A descoberta reforça a importância de investir em soluções baseadas na ciência e na biodiversidade brasileira. Em um cenário de aumento dos casos de dengue e outras arboviroses, alternativas naturais ganham relevância por oferecerem eficácia no controle do vetor com menor impacto ambiental, reduzindo a dependência de inseticidas químicos tradicionais.
É nesse contexto que a armadilha sustentável da Biotraps se conecta diretamente a esse movimento de inovação.
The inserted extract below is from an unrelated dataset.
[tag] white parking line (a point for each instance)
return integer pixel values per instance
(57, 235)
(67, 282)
Assim como a pesquisa desenvolvida por universidades brasileiras aposta em processos inovadores para interromper o ciclo do mosquito, a Biotraps oferece uma solução biodegradável, eficiente e de baixo impacto ambiental para o controle do Aedes aegypti, atuando de forma preventiva e contínua nos ambientes urbanos.
Avanços como esses mostram que o combate à dengue passa, cada vez mais, por estratégias sustentáveis, integradas e baseadas em conhecimento científico. Valorizar a biodiversidade, investir em tecnologia e adotar soluções responsáveis são caminhos essenciais para proteger a saúde da população.